Mark Zuckerberg founded tech giant, Facebook may be embroiled in another controversy as popular journal, New York Times in a new report recently published inferred that the newly released transparently report by Facebook hitherto hidden from the public eye has the most popular post on their public news feed in the United States riddled with COVID-19 misinformation.
According to the report, the most viewed Facebookpage links from January to March 2021 insinuated that the death of a doctor from Florida was caused by a COVID-19 vaccine, an obvious misinformation that has garnered about 54 million views in the first quarter of 2021.
The page link, a back link from a site called Epoch,which incidentally is among the top 20 most visited pages on Facebook, has been famed for being a site that is at home to conspiracy theories and COVID-19 misinformation.
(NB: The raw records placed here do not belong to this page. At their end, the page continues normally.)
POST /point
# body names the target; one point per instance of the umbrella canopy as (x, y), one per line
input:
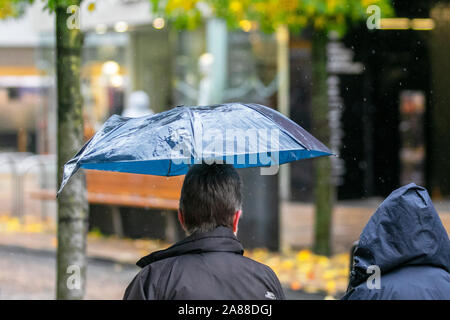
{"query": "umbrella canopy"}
(167, 143)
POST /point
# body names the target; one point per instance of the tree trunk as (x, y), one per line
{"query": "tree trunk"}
(324, 190)
(72, 204)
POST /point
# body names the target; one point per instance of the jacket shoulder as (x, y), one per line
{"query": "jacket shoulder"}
(407, 283)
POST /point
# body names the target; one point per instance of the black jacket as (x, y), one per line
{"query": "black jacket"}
(204, 266)
(406, 239)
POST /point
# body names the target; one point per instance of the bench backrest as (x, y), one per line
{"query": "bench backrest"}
(132, 187)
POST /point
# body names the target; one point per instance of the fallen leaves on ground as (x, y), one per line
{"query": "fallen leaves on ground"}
(304, 270)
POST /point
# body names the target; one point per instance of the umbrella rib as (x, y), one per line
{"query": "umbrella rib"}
(191, 116)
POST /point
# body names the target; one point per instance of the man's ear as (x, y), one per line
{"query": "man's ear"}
(181, 219)
(236, 217)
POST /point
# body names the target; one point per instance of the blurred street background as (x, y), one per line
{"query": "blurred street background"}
(388, 120)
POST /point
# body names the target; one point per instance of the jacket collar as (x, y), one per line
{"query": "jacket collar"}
(221, 239)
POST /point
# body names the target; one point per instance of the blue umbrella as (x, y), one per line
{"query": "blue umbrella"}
(168, 143)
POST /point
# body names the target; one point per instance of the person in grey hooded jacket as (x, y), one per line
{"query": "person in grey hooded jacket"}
(407, 245)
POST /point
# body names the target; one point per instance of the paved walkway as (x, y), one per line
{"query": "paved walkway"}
(349, 218)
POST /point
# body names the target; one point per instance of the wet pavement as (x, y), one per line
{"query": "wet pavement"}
(30, 275)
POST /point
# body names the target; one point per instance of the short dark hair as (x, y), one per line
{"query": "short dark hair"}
(210, 196)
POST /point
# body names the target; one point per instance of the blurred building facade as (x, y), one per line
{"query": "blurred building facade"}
(388, 99)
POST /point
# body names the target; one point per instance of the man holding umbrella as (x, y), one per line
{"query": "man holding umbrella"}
(209, 263)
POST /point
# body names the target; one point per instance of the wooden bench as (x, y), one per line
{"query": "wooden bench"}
(117, 189)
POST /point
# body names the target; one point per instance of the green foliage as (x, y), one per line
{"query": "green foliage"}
(269, 14)
(14, 8)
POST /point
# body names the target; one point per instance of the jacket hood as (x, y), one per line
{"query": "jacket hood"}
(404, 230)
(221, 239)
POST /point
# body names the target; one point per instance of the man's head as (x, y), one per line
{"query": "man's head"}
(210, 197)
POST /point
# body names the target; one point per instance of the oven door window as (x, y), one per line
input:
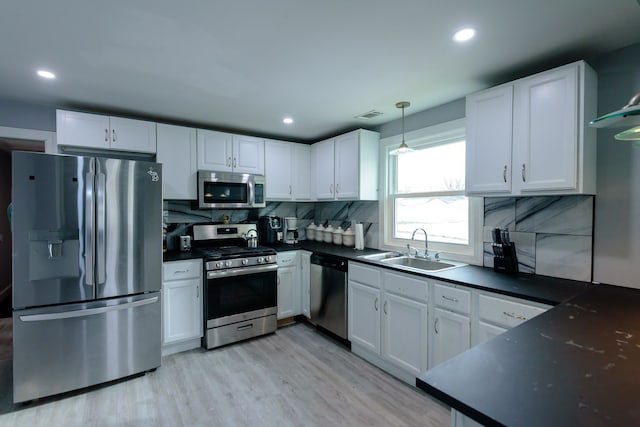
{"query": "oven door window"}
(231, 295)
(225, 192)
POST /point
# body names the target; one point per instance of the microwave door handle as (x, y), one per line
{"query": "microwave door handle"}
(89, 228)
(101, 220)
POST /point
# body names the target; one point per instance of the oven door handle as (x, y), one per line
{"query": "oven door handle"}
(242, 271)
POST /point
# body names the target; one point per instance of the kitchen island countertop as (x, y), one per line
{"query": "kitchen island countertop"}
(576, 364)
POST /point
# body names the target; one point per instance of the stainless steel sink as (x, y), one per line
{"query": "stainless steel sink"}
(381, 256)
(419, 263)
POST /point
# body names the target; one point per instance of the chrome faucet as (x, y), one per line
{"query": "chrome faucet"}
(426, 243)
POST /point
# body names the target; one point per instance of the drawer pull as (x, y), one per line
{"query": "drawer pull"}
(450, 299)
(514, 316)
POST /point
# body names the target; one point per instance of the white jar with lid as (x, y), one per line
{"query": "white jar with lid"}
(337, 236)
(311, 231)
(349, 238)
(328, 234)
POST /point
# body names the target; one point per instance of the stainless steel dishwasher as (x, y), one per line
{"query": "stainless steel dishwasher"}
(329, 293)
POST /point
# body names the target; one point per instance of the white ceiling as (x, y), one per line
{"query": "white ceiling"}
(243, 65)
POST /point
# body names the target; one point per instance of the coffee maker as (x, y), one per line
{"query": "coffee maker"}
(291, 230)
(270, 229)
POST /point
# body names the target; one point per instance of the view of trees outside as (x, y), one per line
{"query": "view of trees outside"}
(436, 169)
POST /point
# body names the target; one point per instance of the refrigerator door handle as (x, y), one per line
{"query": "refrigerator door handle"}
(86, 312)
(89, 229)
(101, 226)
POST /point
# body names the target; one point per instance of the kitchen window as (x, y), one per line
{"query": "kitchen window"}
(424, 188)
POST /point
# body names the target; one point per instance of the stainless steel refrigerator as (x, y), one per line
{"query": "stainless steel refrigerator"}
(87, 269)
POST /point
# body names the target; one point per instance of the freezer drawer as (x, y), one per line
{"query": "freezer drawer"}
(71, 346)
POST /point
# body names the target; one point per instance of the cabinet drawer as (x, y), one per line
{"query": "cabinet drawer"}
(175, 270)
(407, 286)
(364, 274)
(287, 259)
(452, 298)
(504, 312)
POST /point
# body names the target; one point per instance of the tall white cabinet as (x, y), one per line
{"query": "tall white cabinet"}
(531, 136)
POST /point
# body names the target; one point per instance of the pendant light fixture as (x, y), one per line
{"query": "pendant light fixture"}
(627, 116)
(403, 148)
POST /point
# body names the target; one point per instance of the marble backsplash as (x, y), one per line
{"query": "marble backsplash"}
(179, 215)
(553, 234)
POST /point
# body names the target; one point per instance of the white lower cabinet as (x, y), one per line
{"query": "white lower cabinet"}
(498, 313)
(181, 305)
(451, 325)
(305, 282)
(364, 316)
(451, 335)
(406, 324)
(404, 332)
(289, 302)
(388, 319)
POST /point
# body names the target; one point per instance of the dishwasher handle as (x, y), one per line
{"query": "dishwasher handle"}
(330, 261)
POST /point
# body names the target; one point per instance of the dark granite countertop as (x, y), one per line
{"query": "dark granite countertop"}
(576, 364)
(546, 290)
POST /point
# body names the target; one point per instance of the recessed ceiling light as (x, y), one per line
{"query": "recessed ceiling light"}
(46, 74)
(464, 35)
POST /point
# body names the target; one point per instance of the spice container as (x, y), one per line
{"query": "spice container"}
(328, 234)
(349, 238)
(337, 236)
The Policy Communication Director for Facebook, Mr. Andy Stone may have tried to whittle down the effect of the brewing controversy when he opined on microblogging platform, Twitter that though hiding the report was unfair but dealing with misinformation may not be easy as it appears.
In his words:
“News outlets wrote about the south Florida doctor that died. When the coroner released a cause of death, the Chicago Tribune appended an update to its original story; NYTimes did not. Would it have been right to remove the Times story because it was COVID misinform?” Stone tweeted. “Of course not.No one is actually suggesting this, and neither am I. But it does illustrate just how difficult it is to define misinformation.”
We’ve been getting criticism for holding an internal report until it was more favorable for us and then releasing it. Getting criticism isn’t unfair. But it’s worth taking a closer look — and making note of some of the components of the story.
— Andy Stone (@andymstone) August 21, 2021
He further on defended the action of Facebook by asserting that the company is at the moment conducting “key fixes to the system’, publicizing the Q2 report of 2021 on Twitter but failed to adequately explain the exact changes the tech company was planning to infuse.
The Washington Post had quoted Stones in a statement to reporters saying that one of the ‘key fixes’ will involve the configuration of a technical bug but that was too abstract as he did not go into details.
There is a school of thought that Facebook did not see this controversy coming as it has grossly underestimated the abilities of users to analyze the report, with a sizeable number of people pointing out discrepancies in alignment between the report of Facebook Policy Communication Director and the one The New York Times had published.
Facebook had expectedly painted a more glorifying picture in its Q2 report as the details of the report listed from April to June did not really show much of misinformation but famed COVID-19 misleading site, Enoch still reflected in the feed, although its popular posts are majorly memes, food recipes, human and animal stories, as well as CBD products and Christian-oriented clothing.
Users continued their speculation to note that Facebook’s Q1 report only got exposed after the tech giant tried to hide the data from the public by publishing a less-controversial Q2 report.
Despite the public outcry and the scrutiny against Facebook, the tech giant Vice President, Guy Rosen in a statement made available to the Washington Post described Facebook as “the far most transparent platform on the internet”
Facebook’s Communication Director, Andy Stones was more diplomatic in his assertion when he inferred that the tech firm is guilty of cleaning up its house before it invites company but is of the opinion that the barrage of criticism Facebook is getting is unjust to the site’s internal team.
“Given the interest in the first version of the report we did not release, we’ve decided to just make it public. It’s not gleaming, but we’re trying to make progress,” Stone stressed.